Department of Health, Kinesiology, and Recreation, University of Utah, Salt Lake City, Utah, United States of America.
Department of Physical Therapy and Athletic Training, University of Utah, Salt Lake City, Utah, United States of America.
PLoS One. 2020 Jun 26;15(6):e0235318. doi: 10.1371/journal.pone.0235318. eCollection 2020.
Magnitude-based inference (MBI) is a controversial statistical method that has been used in hundreds of papers in sports science despite criticism from statisticians.
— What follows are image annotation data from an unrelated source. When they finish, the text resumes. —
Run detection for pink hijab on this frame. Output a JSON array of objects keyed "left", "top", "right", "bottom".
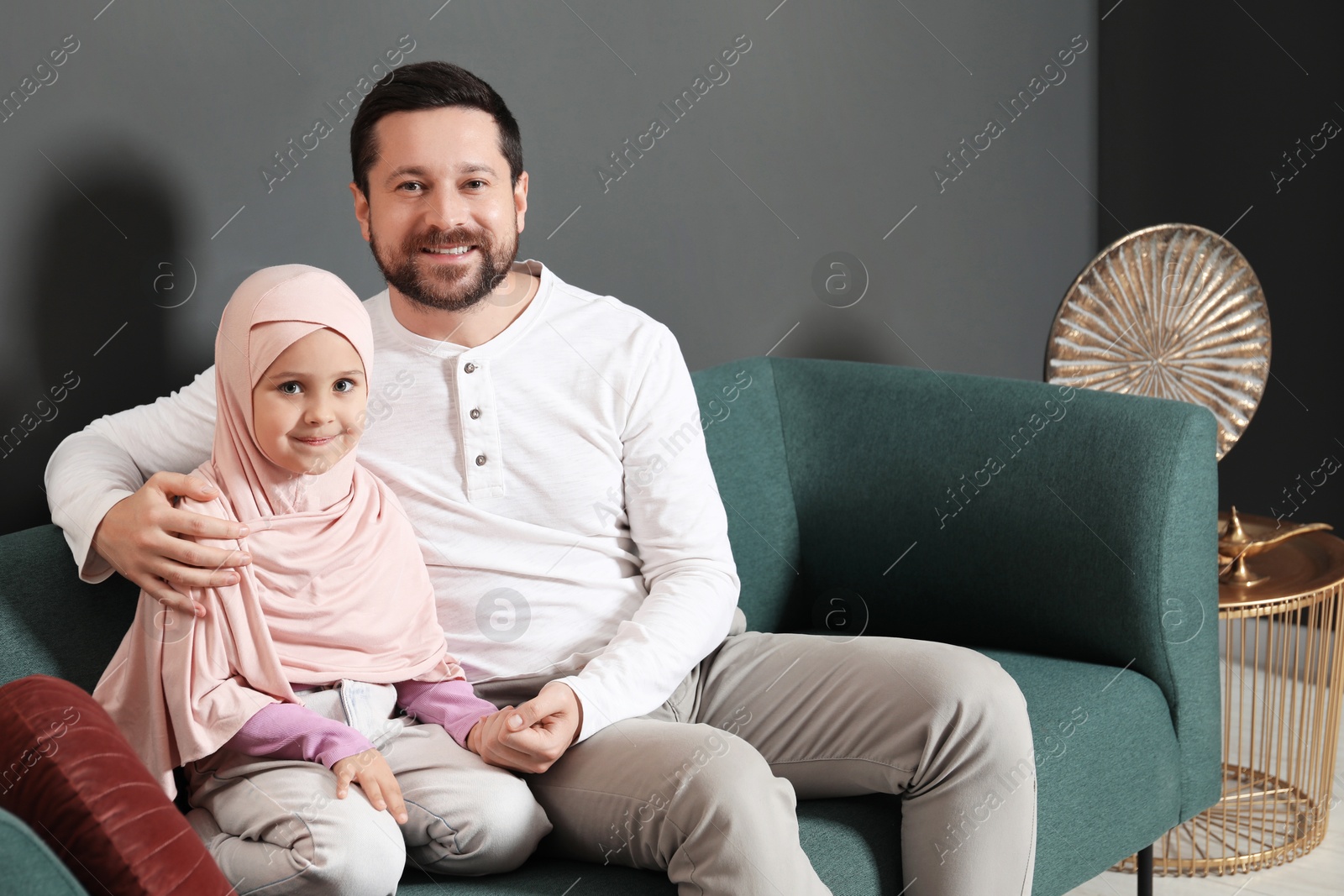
[{"left": 92, "top": 265, "right": 464, "bottom": 798}]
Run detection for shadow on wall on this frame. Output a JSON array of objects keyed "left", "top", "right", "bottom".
[{"left": 0, "top": 139, "right": 182, "bottom": 532}]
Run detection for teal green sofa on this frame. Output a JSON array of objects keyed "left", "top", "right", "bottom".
[{"left": 0, "top": 358, "right": 1221, "bottom": 896}]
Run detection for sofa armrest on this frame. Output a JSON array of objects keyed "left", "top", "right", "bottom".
[{"left": 0, "top": 676, "right": 233, "bottom": 896}]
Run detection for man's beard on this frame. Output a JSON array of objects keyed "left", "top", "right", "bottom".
[{"left": 368, "top": 220, "right": 519, "bottom": 312}]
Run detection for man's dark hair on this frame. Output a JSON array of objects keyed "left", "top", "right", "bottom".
[{"left": 349, "top": 60, "right": 522, "bottom": 197}]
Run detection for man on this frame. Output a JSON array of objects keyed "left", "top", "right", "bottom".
[{"left": 45, "top": 62, "right": 1037, "bottom": 896}]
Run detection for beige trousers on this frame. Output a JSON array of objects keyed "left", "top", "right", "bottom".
[
  {"left": 186, "top": 681, "right": 551, "bottom": 896},
  {"left": 186, "top": 610, "right": 1037, "bottom": 896},
  {"left": 477, "top": 610, "right": 1037, "bottom": 896}
]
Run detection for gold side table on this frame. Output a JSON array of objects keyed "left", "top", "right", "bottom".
[{"left": 1114, "top": 513, "right": 1344, "bottom": 878}]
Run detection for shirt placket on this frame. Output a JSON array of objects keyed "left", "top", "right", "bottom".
[{"left": 455, "top": 352, "right": 504, "bottom": 501}]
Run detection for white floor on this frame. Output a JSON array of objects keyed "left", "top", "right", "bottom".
[{"left": 1066, "top": 666, "right": 1344, "bottom": 896}]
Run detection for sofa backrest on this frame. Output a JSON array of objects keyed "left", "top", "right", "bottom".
[{"left": 0, "top": 522, "right": 139, "bottom": 690}]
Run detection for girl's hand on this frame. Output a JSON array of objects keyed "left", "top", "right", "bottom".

To better understand how this method has been applied in practice, we systematically reviewed 232 papers that used MBI. We extracted data on study design, sample size, and choice of MBI settings and parameters. Median sample size was 10 per group (interquartile range, IQR: 8-15) for multi-group studies and 14 (IQR: 10-24) for single-group studies; few studies reported a priori sample size calculations (15%). Authors predominantly applied MBI's default settings and chose "mechanistic/non-clinical" rather than "clinical" MBI even when testing clinical interventions (only 16 studies out of 232 used clinical MBI). Using these data, we can estimate the Type I error rates for the typical MBI study. Authors frequently made dichotomous claims about effects based on the MBI criterion of a "likely" effect and sometimes based on the MBI criterion of a "possible" effect. When the sample size is n = 8 to 15 per group, these inferences have Type I error rates of 12%-22% and 22%-45%, respectively. High Type I error rates were compounded by multiple testing: Authors reported results from a median of 30 tests related to outcomes; and few studies specified a primary outcome (14%). We conclude that MBI has promoted small studies, promulgated a "black box" approach to statistics, and led to numerous papers where the conclusions are not supported by the data. Amidst debates over the role of p-values and significance testing in science, MBI also provides an important natural experiment: we find no evidence that moving researchers away from p-values or null hypothesis significance testing makes them less prone to dichotomization or over-interpretation of findings.
基于幅度的推断(MBI)是一种有争议的统计方法,尽管受到统计学家的批评,但它已在数百篇体育科学论文中得到应用。为了更好地了解该方法在实践中的应用情况,我们系统地回顾了 232 篇使用 MBI 的论文。我们提取了关于研究设计、样本量以及 MBI 设置和参数选择的数据。多组研究的中位数样本量为每组 10 个(四分位距,IQR:8-15),单组研究为 14 个(IQR:10-24);很少有研究报告了事先的样本量计算(15%)。作者主要应用 MBI 的默认设置,并选择“机械/非临床”而不是“临床”MBI,即使在测试临床干预时也是如此(232 篇论文中只有 16 篇使用了临床 MBI)。使用这些数据,我们可以估计典型 MBI 研究的Ⅰ型错误率。作者经常根据 MBI 标准的“可能”效应和基于 MBI 标准的“可能”效应做出关于效应的二分法结论。当样本量为每组 8-15 时,这些推断的Ⅰ型错误率分别为 12%-22%和 22%-45%。高Ⅰ型错误率是由多重检验造成的:作者报告了与结果相关的中位数为 30 个测试的结果;并且很少有研究指定了主要结果(14%)。我们得出结论,MBI 促进了小样本研究,推行了一种“黑箱”统计方法,并导致了大量结论与数据不支持的论文。在关于 p 值和显著性检验在科学中的作用的争论中,MBI 也提供了一个重要的自然实验:我们没有发现将研究人员从 p 值或零假设显著性检验中转移走会使他们不太倾向于二分法或过度解释发现的证据。